ADALET Bakanı hapishanelerde ağır ve sürekli hastalığı sağlık kurulu raporuyla tespit edilen tutuklu ve hükümlü sayısının 387 olduğunu açıkladı.
Bunların 114’ü kanser hastası imiş. Türkiye’de yılda 300’den fazla mahpusun hapishanelerde öldüğünü biliyor muydunuz? Evet, neredeyse her gün hapishanelerden bir tabut çıkıyor.
‘Ecel’ deniyor...
Ama pek öyle değil.
*
Türkiye’de kaç hapishanede hastane var dersiniz?
Sadece beş kampus tipi hapishanede 50 yataklı hastane mevcut.
Bin kişilik hapishanelerde ise aile hekimi uygulaması var. Haftada iki gün, toplam 12 saat, doktor o hapishaneye gelip hasta mahpuslara bakıyor. Bu hapishanelerde acil durumlarda müdahale edecek bir doktor yok. Haftada iki kez gelen doktorun hizmetinden faydalanmak da kolay değil. Mahpus dilekçe yazıyor, o dilekçeler sıraya konuyor, eğer başvuran çoksa -hastalığın aciliyetine bakmaksızın- mahpus 2-3 hafta bekletilebiliyor.
Doktorun yükü de ağır. Yüzlerce hasta sırada bekliyor. Hastayla konuşmak, ilgilenmek, hastalığı tespit etmek için sadece birkaç dakikası var.

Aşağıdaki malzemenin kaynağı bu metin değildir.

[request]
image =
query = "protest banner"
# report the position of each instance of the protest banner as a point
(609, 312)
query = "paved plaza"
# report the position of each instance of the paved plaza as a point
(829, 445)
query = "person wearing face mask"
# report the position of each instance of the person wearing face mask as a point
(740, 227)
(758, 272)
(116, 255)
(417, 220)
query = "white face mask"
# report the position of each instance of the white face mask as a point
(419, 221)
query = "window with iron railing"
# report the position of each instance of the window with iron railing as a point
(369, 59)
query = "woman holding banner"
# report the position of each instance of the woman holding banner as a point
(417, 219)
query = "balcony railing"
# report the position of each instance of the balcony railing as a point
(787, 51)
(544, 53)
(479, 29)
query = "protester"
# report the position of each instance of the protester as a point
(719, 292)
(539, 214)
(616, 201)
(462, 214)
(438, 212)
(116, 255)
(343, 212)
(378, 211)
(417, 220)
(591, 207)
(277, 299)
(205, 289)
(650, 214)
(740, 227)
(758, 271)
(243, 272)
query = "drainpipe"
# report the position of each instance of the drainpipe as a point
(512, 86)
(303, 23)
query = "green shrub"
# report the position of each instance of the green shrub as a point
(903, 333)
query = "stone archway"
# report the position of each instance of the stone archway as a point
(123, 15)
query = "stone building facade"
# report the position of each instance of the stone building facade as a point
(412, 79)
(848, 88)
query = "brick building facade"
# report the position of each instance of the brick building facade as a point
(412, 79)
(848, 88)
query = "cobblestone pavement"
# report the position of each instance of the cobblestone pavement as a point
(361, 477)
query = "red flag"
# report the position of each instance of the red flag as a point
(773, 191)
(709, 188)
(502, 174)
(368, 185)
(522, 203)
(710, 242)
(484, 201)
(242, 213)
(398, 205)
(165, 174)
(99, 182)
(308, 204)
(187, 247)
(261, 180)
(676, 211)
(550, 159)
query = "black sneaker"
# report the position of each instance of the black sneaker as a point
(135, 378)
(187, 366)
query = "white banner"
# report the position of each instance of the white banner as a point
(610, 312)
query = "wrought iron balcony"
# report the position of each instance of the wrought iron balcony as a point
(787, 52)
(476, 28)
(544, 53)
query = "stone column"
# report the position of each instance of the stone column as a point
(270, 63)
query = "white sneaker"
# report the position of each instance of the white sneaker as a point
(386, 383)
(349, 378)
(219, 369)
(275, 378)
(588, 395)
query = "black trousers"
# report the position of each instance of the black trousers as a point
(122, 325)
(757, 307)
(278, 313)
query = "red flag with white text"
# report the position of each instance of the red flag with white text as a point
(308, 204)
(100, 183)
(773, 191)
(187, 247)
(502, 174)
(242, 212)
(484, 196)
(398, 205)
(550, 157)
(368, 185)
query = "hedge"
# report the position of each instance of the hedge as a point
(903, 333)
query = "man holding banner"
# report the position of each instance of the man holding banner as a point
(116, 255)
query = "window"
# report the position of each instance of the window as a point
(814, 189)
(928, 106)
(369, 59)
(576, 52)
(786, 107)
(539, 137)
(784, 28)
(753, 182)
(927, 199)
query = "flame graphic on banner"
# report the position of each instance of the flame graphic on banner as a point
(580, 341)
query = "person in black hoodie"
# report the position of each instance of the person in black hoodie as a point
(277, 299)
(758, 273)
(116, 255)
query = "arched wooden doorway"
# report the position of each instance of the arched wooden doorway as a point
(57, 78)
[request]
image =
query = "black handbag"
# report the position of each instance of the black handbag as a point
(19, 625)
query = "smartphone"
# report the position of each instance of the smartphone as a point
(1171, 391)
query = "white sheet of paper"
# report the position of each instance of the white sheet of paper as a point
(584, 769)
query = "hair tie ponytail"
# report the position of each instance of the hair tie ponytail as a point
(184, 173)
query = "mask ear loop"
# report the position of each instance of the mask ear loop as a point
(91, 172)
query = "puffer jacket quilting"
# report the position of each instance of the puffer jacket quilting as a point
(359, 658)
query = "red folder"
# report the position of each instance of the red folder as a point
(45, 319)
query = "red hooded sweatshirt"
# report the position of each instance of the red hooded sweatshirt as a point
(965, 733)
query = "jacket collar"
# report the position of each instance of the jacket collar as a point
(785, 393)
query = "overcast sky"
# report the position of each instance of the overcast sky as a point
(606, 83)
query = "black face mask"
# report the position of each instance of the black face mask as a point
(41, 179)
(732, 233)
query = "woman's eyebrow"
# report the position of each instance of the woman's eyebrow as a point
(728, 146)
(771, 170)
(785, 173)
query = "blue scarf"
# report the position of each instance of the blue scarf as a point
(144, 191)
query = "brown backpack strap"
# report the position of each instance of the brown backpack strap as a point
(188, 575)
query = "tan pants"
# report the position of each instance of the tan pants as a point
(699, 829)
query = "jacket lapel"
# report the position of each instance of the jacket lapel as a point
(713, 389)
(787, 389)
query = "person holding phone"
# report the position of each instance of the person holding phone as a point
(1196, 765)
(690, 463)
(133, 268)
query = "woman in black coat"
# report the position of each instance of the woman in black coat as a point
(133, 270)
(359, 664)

Ceza İnfaz Sisteminde Sivil Toplum Derneği’nden (CISST) Berivan Korkut “Mahpuslardan en çok aldığımız şikâyet revir doktorlarının tetkik yapmadan ağrı kesici veya antidepresan vererek, hastaları geri gönderdiği yönünde” diyor.
Misal, bir yerinde çıban çıktı diye revir doktoruna giden mahpus ağrı kesiciyle geri yollanıyor. Aradan 2 yıl geçiyor ama şikâyeti sürüyor. Sonra ileri evrede kanser olduğu ortaya çıkıyor. Başta ciddi tetkik yapılamadığı için birkaç yıl sonra ciddi bir hastalıkla tahliye olan, hapishanede ya da çıktıktan birkaç hafta sonra yaşamını yitiren mahpuslar var.
*
Hastaneye sevk deseniz, ayrı bir sorun. “Diyelim hem kalp hem böbrek hastasısınız” diyor Korkut, “Doktor, ‘Sen bu ay kalpten hastaneye sevk edildin zaten’ diyerek böbrek için yeniden sevk etmeyebiliyor.”